A bit of background
Skip this part if you want, it's how I arrived at the platform and what I believed it would do for me. Scroll down, you'll see where to skip to.
I came here to make this my primary blogging platform. It looked easy to use (after I got my head around photobucket and imgur) - all I had to do was write to my heart's content and then find a few pictures to help tell the story. It's even easier now but it was easier than the blogging site I'd been using, hence the delight when I was recommended to come here.
I got it wrong a few times and found a few helpful people who told me to space out my paragraphs, add pictures etc. After that, things went really well and I started earning MASSIVE rewards. The day I got more than $20 for a post - WOW!
Pretty soon this site overtook FB as my 'go-to' site first thing in the morning. Not long after that, I started getting messages of 'where are you?' over on FB and I knew Steemit.com had taken over.
What do I like best on this platform?
The feedback, the interaction, the advice, camaraderie, critique and helpful people.
I get more interaction on my writing than I have on my blog site (apart from that one time...) I like it here.
I freely admit I'm neither techie nor engineer-minded and technical, complicated stuff is impossible for my mind to process. It really is. I've tried. So the Steemit Whitepaper has, by and large, not been read and the parts I did read have not been processed - I can only guess that I'm not alone in that.
I GUESSED that I'd be ok if I followed the rules - but this is decentralised and there are no rules.
OK, I'll default to general rules of civility. That worked for a long time. I didn't get any bother and I carried on writing to my heart's content.
I had to have a break earlier this year, three months off from writing, blogging and everything I enjoy. It was tough but it was tougher trying to make a return. I'd been away too long. I always used to get like this after the summer break - 6 weeks of freedom and I didn't want to even think about facing the fact that I had to go back to school.
I forced myself to come back and I received a nice welcome.

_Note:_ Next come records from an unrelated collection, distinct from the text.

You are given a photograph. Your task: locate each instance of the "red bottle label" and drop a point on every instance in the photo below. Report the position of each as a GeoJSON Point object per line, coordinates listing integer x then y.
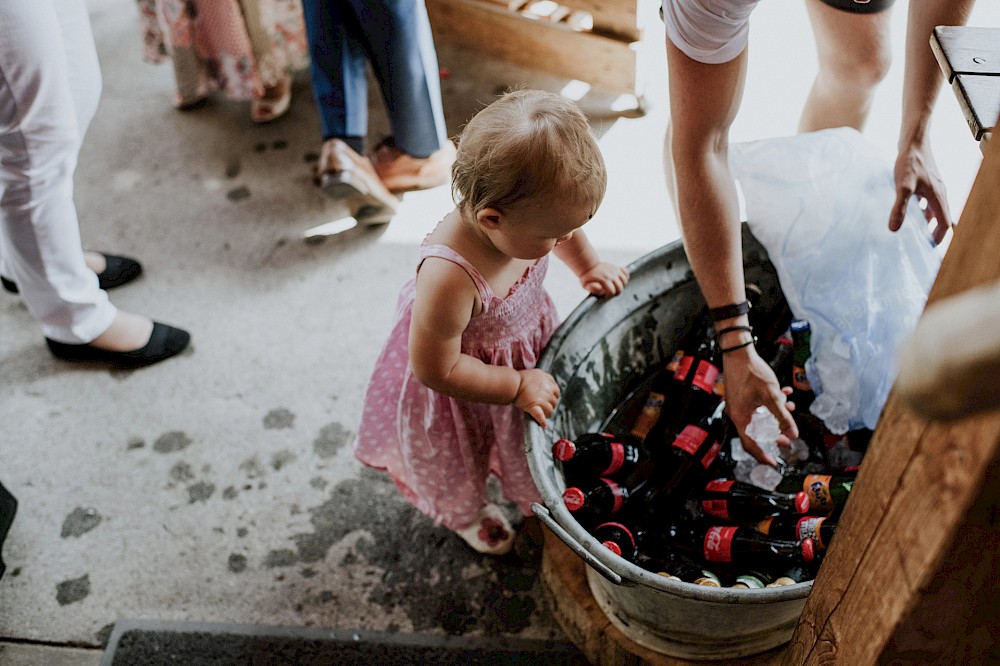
{"type": "Point", "coordinates": [704, 375]}
{"type": "Point", "coordinates": [573, 498]}
{"type": "Point", "coordinates": [563, 449]}
{"type": "Point", "coordinates": [710, 455]}
{"type": "Point", "coordinates": [718, 508]}
{"type": "Point", "coordinates": [817, 486]}
{"type": "Point", "coordinates": [808, 528]}
{"type": "Point", "coordinates": [617, 458]}
{"type": "Point", "coordinates": [719, 543]}
{"type": "Point", "coordinates": [690, 439]}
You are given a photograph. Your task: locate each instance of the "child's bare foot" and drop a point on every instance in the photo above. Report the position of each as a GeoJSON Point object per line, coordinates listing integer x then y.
{"type": "Point", "coordinates": [490, 533]}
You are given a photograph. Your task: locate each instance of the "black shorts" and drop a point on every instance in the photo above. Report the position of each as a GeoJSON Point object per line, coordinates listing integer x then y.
{"type": "Point", "coordinates": [860, 6]}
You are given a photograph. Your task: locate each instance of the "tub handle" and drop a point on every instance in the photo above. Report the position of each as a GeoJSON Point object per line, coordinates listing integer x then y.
{"type": "Point", "coordinates": [564, 536]}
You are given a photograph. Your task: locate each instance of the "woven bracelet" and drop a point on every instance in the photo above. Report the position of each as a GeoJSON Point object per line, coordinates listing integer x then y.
{"type": "Point", "coordinates": [739, 346]}
{"type": "Point", "coordinates": [730, 311]}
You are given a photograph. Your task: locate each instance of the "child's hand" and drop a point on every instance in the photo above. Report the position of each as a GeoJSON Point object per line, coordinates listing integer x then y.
{"type": "Point", "coordinates": [605, 279]}
{"type": "Point", "coordinates": [537, 395]}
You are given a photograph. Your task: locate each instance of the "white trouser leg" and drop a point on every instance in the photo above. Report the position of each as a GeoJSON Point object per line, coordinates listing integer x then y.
{"type": "Point", "coordinates": [50, 84]}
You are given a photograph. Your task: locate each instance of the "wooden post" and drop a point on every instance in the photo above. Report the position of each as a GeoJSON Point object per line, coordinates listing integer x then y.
{"type": "Point", "coordinates": [913, 572]}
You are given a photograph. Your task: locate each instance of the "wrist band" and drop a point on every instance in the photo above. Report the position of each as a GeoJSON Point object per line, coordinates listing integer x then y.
{"type": "Point", "coordinates": [739, 346]}
{"type": "Point", "coordinates": [733, 329]}
{"type": "Point", "coordinates": [730, 311]}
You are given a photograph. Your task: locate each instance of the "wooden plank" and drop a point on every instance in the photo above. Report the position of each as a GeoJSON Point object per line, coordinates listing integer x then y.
{"type": "Point", "coordinates": [979, 98]}
{"type": "Point", "coordinates": [606, 64]}
{"type": "Point", "coordinates": [966, 50]}
{"type": "Point", "coordinates": [940, 631]}
{"type": "Point", "coordinates": [913, 492]}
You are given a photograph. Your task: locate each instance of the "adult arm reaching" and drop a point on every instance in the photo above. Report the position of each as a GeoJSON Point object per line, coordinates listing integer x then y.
{"type": "Point", "coordinates": [704, 99]}
{"type": "Point", "coordinates": [916, 172]}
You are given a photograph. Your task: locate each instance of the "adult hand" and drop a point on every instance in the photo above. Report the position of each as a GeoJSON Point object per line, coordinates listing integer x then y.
{"type": "Point", "coordinates": [750, 383]}
{"type": "Point", "coordinates": [916, 173]}
{"type": "Point", "coordinates": [537, 394]}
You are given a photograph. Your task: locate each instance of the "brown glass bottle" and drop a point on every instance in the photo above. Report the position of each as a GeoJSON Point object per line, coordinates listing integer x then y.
{"type": "Point", "coordinates": [595, 499]}
{"type": "Point", "coordinates": [683, 465]}
{"type": "Point", "coordinates": [818, 528]}
{"type": "Point", "coordinates": [596, 454]}
{"type": "Point", "coordinates": [827, 492]}
{"type": "Point", "coordinates": [739, 545]}
{"type": "Point", "coordinates": [733, 501]}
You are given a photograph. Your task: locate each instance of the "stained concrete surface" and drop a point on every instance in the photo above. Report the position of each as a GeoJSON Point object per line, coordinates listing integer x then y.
{"type": "Point", "coordinates": [220, 486]}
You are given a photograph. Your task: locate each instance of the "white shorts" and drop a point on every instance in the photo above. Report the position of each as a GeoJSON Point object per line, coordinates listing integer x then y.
{"type": "Point", "coordinates": [709, 31]}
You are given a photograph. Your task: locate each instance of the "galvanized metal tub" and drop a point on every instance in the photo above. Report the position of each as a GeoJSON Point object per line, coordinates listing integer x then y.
{"type": "Point", "coordinates": [599, 356]}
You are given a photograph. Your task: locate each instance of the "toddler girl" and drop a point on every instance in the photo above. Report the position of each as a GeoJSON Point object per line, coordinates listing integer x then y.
{"type": "Point", "coordinates": [442, 409]}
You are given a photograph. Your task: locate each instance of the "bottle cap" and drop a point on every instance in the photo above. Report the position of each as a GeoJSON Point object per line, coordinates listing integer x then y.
{"type": "Point", "coordinates": [563, 449]}
{"type": "Point", "coordinates": [808, 549]}
{"type": "Point", "coordinates": [573, 498]}
{"type": "Point", "coordinates": [613, 547]}
{"type": "Point", "coordinates": [781, 582]}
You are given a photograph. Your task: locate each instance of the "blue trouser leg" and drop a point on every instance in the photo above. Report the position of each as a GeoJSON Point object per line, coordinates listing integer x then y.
{"type": "Point", "coordinates": [395, 35]}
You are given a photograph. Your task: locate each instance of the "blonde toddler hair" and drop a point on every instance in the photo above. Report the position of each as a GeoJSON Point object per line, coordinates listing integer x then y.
{"type": "Point", "coordinates": [527, 144]}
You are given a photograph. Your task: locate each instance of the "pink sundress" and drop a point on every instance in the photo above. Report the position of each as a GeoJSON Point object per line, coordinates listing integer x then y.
{"type": "Point", "coordinates": [439, 450]}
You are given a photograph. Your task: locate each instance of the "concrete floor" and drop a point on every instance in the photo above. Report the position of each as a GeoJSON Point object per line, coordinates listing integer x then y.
{"type": "Point", "coordinates": [220, 486]}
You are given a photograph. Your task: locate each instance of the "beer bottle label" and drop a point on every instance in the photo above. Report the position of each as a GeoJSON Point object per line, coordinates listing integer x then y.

People had missed me, missed my stories. That really made me happy and I knew I'd found a home.
The lifting of the 4 post max 'rule' in one of the Hardforks was quite a surprise, but mostly I stuck to four blogs a day and five on the rare occasion. I stuck to what I know best - fiction writing.
I actually started believing I could make a living on Steemit.com - in fact, to do that, I'd have to take Steem out and sell it and though I got to the point of taking it out, I've since put it all back again - or what I had left after playing the markets. :/
End of background
This is the request part so start reading if you skipped the background bit.
I've pissed someone off - or a few someones.
After speaking with I realised I was wrong in my assumption that my work had been flagged because someone decided it was rubbish - yeah, I can be a little sensitive when people stomp all over work I'm proud of, I'm not alone in that, either.
First, how do I make this right?
Second, what are the 'rules'? - I need to know so I don't go breaking them inadvertently again.
No, I'm not whining, I'm trying to make this all go away by making it right, returning the balance.
When people feel like they are attacked, they either retreat and get out of the way or they fight back.
I believed I was under attack and I fought back but I don't have a big stick of SP behind me to downvote (see, I'm learning) so I used my best weapon - words.
When I found myself under attack from all sides, I used words to counter. That's what I do and I upset people with those words and so more big sticks were brandished and I was threatened with 'death by flagging' (I assume he means downvoting).
Now there's been time to cool off and think, I'm asking respectfully what I can do now?